There isn't even certainty regarding the historical accuracy of the use of peasants as cannon fodder in medieval warfare. The accounts of it are questionable at best, because they're largely based on descriptions that tried to make the battles sound epic by saying "thousands of men fought for king and country and died heroically!" Other accounts speak of "grave losses" and mention numbers in the dozens rather than hundreds or thousands, but then they might only be talking about the people who were worth mentioning (i.e. not peasants). No official records of actual army compositions exist.
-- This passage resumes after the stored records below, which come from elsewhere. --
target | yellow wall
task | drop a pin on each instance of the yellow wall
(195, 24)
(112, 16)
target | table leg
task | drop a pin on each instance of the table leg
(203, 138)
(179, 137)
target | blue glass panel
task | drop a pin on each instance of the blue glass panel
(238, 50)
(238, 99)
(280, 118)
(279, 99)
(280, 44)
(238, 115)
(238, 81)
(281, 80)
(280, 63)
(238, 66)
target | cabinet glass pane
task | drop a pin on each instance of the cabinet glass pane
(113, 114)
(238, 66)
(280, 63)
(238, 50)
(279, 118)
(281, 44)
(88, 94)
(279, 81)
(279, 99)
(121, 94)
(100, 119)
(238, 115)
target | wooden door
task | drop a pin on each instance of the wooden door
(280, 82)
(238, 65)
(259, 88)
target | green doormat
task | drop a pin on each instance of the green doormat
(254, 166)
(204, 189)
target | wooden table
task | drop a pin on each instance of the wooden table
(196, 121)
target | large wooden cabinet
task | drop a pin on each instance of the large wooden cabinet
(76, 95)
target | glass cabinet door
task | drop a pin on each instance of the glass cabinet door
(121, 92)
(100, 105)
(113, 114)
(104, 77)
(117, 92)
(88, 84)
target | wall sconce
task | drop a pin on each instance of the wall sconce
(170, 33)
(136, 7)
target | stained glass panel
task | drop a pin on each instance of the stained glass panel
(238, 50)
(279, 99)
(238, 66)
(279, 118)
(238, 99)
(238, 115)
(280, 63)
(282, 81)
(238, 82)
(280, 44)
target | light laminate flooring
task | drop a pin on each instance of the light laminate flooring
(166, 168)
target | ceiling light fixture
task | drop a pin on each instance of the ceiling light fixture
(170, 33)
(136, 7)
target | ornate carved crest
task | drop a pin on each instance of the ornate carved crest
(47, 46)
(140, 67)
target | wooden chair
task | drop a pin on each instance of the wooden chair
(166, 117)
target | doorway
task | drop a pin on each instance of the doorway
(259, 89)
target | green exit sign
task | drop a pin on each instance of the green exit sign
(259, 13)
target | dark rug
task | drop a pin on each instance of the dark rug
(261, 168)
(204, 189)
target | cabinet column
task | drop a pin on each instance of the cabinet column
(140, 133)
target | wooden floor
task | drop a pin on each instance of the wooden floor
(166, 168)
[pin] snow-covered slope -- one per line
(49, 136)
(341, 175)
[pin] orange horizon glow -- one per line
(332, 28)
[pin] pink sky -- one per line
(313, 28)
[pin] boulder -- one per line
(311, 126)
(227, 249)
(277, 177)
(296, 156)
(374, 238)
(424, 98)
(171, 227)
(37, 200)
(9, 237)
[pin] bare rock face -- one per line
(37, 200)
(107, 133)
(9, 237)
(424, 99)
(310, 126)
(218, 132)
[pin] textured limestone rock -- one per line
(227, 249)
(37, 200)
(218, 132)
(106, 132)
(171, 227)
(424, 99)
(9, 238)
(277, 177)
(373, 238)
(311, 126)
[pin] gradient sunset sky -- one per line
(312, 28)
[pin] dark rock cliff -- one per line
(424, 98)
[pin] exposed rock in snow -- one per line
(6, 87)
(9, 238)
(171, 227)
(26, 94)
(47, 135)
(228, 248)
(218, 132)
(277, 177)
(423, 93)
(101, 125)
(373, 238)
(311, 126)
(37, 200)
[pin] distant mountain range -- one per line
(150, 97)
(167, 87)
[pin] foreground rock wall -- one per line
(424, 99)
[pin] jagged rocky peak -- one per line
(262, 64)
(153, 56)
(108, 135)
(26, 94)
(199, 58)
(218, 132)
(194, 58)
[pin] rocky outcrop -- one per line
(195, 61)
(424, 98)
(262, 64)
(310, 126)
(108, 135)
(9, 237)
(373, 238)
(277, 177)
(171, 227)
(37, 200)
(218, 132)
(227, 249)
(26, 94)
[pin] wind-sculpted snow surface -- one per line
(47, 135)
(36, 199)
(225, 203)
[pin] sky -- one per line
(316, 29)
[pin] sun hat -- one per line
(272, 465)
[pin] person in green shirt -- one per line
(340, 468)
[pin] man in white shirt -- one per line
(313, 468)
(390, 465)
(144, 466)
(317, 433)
One of the only things that's certain is that there were laws that stated young adult men had to be prepared to take up arms to defend their own region in an organised fashion if it was attacked by outsiders. The reason for this was that it wasn't possible to keep a regular army stationed on all borders to guard it from invaders. For example, these laws required people who lived in or near coastal towns of England to fend off viking raids when there wasn't anyone else around to do it. These laws did not force those men to join in on conquests abroad.
It's also certain that the regular army consisted for a large part of lesser nobles and their entourage, including personal servants and men at arms (who did receive professional training!) that were assigned to them to fight in their battles. Another large portion of the armies consisted of mercenaries, who naturally trained a lot and used part of their money to buy proper equipment.
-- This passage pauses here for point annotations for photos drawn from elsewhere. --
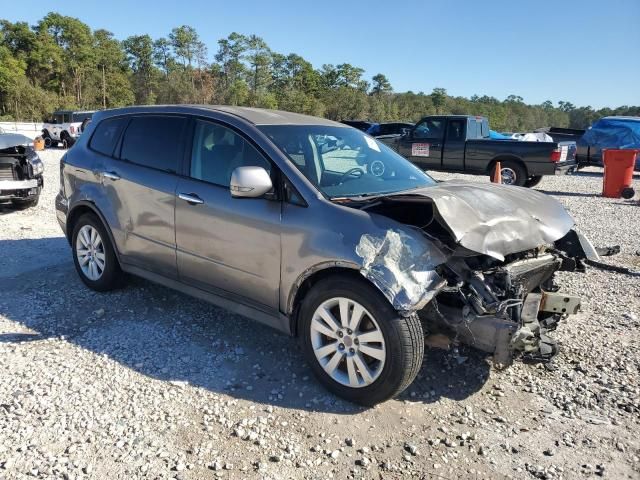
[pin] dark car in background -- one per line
(462, 143)
(21, 171)
(607, 132)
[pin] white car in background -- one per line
(65, 126)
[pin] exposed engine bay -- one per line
(21, 170)
(501, 300)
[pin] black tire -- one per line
(25, 203)
(112, 276)
(518, 170)
(403, 337)
(67, 140)
(533, 181)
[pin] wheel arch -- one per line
(311, 277)
(80, 209)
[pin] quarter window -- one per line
(154, 141)
(107, 134)
(455, 130)
(217, 151)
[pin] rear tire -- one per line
(94, 256)
(533, 181)
(389, 348)
(513, 173)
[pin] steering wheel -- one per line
(349, 173)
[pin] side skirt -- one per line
(278, 321)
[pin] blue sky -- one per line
(586, 52)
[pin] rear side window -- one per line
(455, 130)
(154, 141)
(106, 136)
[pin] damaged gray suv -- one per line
(320, 231)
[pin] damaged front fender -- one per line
(402, 267)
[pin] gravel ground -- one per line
(148, 383)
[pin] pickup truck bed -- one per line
(460, 143)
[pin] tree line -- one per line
(61, 63)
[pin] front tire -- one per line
(94, 256)
(358, 346)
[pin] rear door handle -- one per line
(111, 176)
(191, 198)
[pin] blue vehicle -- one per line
(608, 132)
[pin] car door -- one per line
(56, 128)
(423, 144)
(141, 185)
(229, 246)
(454, 143)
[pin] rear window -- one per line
(106, 136)
(154, 141)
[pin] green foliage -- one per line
(61, 63)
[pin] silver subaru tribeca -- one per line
(320, 231)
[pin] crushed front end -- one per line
(486, 260)
(506, 308)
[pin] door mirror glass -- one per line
(250, 182)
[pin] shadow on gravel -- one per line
(171, 337)
(569, 194)
(20, 337)
(7, 208)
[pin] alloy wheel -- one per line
(508, 175)
(90, 252)
(348, 342)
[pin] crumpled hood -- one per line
(496, 220)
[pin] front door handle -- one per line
(111, 176)
(191, 198)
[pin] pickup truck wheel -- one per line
(513, 173)
(533, 181)
(93, 255)
(356, 343)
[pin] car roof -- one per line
(73, 111)
(257, 116)
(621, 117)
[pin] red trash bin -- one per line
(618, 171)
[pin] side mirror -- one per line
(250, 182)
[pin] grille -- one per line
(6, 172)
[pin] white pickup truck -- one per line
(65, 127)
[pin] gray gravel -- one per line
(148, 383)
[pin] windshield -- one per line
(344, 162)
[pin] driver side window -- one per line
(217, 151)
(429, 128)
The vikings did force their commoners to join warbands, but they didn't just toss farmers on the front line with crappy gear. They wore leather and hides (which was normal because it can be f*cking cold in Norway without central heating) or sometimes chainmail, shields, swords/axes and spears. They basically all became the equivalent of the men at arms of western European kingdoms.
The only known fact supporting the cannon fodder theory is that inhabitants of recently conquered (especially non-Christian) territory were sometimes sent to the front line of the battlefield by invading armies to reduce the losses of their main force. These weren't the invading country's own peasants, but the peasants and military captives of the country that was being invaded, basically fighting against their own countrymen. If those men had the bright idea to turn around and fight alongside the force of their own country to push the invaders back, they'd probably just get caught between both armies and die.